In the specimens living since long in captivity, the rostral apex seems to bend upwards.

Dorsally, the armour has a symmetrical look, in the rest of the body, on the contrary, resembles to that of the American crocodile (Crocodylus acutus).

The biologists have identified three different colourations of the livery, which may be related to the age or the habitat where it lives (for instance, in captivity) and have given them the following names:

Mariposo: the body is greenish-grey, black dorsal spots are present.
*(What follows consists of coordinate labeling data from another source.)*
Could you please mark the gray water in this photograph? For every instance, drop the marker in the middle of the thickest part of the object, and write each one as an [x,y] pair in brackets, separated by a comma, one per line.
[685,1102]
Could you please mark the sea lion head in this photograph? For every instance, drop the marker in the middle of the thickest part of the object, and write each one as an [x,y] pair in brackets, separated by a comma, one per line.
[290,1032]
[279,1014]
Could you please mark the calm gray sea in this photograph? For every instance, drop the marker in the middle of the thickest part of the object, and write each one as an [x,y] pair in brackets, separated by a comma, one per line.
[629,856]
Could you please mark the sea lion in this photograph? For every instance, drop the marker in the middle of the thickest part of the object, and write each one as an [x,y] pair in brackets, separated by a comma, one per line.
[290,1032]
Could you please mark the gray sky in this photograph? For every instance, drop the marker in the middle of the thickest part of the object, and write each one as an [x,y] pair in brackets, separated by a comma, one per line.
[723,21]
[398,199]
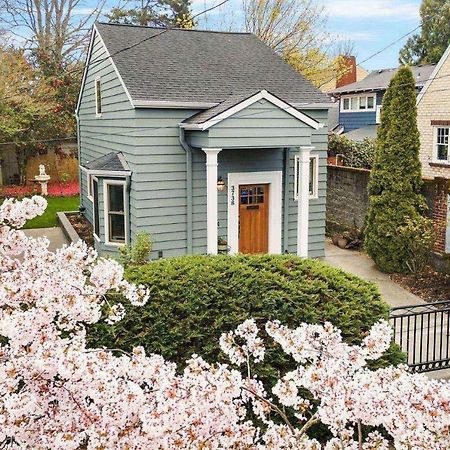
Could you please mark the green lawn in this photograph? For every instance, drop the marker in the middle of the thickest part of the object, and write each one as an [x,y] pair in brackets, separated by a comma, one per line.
[55,204]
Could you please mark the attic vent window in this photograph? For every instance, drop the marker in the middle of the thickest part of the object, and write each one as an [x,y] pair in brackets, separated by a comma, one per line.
[98,98]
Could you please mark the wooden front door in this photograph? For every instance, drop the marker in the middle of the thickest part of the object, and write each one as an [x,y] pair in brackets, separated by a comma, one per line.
[254,218]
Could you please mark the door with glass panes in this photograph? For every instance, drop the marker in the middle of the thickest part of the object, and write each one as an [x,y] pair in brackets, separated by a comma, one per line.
[254,218]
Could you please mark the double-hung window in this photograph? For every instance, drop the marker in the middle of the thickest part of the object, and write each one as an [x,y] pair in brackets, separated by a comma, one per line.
[358,103]
[313,176]
[115,212]
[442,144]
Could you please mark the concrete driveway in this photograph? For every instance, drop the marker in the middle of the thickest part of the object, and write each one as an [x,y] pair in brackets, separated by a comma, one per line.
[361,265]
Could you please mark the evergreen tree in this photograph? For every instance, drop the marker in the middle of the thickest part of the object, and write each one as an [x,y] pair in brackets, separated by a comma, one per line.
[429,45]
[395,182]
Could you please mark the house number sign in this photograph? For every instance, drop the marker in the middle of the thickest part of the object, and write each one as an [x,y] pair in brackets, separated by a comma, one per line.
[232,196]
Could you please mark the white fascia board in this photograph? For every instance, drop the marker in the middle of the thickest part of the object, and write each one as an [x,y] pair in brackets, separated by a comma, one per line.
[248,102]
[434,74]
[172,104]
[107,173]
[83,80]
[95,33]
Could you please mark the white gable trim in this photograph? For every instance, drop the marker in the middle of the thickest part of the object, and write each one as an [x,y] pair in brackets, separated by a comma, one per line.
[250,101]
[434,74]
[95,33]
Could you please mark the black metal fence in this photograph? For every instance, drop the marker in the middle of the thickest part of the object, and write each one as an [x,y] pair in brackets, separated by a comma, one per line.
[422,331]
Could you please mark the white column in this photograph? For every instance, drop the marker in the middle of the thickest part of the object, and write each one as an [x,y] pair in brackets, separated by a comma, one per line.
[303,201]
[211,198]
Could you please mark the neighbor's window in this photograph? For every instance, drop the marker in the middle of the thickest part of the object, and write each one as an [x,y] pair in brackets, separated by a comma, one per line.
[442,144]
[115,212]
[358,103]
[98,97]
[313,176]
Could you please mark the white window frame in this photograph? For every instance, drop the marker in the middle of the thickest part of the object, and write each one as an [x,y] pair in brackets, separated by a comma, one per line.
[98,106]
[378,115]
[315,192]
[435,145]
[94,207]
[90,186]
[358,102]
[107,183]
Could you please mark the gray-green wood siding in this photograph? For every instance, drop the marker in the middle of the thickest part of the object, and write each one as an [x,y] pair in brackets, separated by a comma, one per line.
[148,138]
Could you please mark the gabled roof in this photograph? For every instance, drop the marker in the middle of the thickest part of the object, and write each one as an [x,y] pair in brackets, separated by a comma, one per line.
[436,70]
[235,103]
[200,67]
[380,79]
[111,162]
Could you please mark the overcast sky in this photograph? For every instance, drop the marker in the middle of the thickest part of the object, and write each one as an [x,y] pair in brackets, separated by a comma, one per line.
[370,24]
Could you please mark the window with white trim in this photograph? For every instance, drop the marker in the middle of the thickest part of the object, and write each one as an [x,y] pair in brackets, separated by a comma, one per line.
[115,212]
[98,97]
[313,176]
[378,116]
[442,144]
[358,103]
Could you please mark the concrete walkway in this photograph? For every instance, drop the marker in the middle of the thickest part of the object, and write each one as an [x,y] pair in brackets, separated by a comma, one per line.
[361,265]
[54,235]
[431,328]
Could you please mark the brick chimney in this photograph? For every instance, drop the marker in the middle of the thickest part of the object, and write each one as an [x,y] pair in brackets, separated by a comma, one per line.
[348,68]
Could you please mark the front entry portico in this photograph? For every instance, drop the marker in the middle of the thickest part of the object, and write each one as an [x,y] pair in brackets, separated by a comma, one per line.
[248,139]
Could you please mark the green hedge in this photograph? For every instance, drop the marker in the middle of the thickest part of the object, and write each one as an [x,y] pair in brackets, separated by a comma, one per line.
[196,298]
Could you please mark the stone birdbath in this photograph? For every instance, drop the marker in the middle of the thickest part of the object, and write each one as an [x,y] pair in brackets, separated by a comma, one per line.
[42,179]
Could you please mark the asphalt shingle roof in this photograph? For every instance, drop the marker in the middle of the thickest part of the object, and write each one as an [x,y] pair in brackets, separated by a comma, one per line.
[110,162]
[201,66]
[379,79]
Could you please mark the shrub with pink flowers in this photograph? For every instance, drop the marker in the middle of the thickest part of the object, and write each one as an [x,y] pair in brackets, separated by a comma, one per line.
[57,393]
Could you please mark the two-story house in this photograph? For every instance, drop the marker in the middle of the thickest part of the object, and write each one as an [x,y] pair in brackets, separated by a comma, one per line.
[360,103]
[192,136]
[433,120]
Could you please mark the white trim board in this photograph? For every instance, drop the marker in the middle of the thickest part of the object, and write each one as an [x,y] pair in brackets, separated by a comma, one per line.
[107,57]
[122,183]
[275,201]
[250,101]
[434,74]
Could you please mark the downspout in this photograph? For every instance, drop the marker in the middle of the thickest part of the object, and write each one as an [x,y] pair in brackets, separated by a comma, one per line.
[286,201]
[188,150]
[81,208]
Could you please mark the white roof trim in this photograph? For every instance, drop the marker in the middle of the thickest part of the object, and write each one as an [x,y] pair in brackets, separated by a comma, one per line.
[434,74]
[95,32]
[172,104]
[249,101]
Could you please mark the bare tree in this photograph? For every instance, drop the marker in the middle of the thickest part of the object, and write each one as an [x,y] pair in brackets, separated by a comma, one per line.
[54,30]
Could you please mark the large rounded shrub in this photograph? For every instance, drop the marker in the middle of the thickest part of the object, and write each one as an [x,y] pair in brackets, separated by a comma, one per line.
[196,298]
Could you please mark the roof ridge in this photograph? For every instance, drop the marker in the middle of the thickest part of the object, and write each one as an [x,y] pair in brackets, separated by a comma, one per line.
[153,27]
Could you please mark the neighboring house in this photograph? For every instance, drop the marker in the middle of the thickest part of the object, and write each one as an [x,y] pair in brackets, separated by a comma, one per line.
[433,120]
[360,103]
[193,135]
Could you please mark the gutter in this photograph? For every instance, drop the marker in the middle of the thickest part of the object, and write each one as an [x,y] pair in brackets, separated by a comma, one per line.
[188,150]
Amarillo: this is the most common and also the brightest colouration, scattered dark spots are present.

Negro: the livery is more uniformly dark grey.

Neck and head are relatively slender. The number of the teeth amounts to 68, so distributed: 5 premaxillary, 14 maxillary and 15 mandibular.

Ethology-Reproductive Biology

The nest is dug, probably by the male, between January and February, during the only yearly dry season; this species prepares the nest on the sandbars close to banks of the river, seen that during this season the water levels a low due to the low water flow. The females of Crocodylus intermedius lay a substantial number of big white eggs, from 15 to 70, 40 as an average.

Even if during the incubation period, lasting about 70 days, they keep close to the nest for defending it, many eggs may be predated by the vultures, the anacondas, and the Common tegu (Tupinambis nigropunctatus), a big omnivorous lizard, even one metre long, which is the equivalent of the Old World’s varanus, called by the Americans monitor lizards.

The egg hatching coincides to the arrival of the first rains and therefore with the increase of the flow of the river. At birth, the mother carries the the little ones to the water with the mouth and takes care of them for one to three years.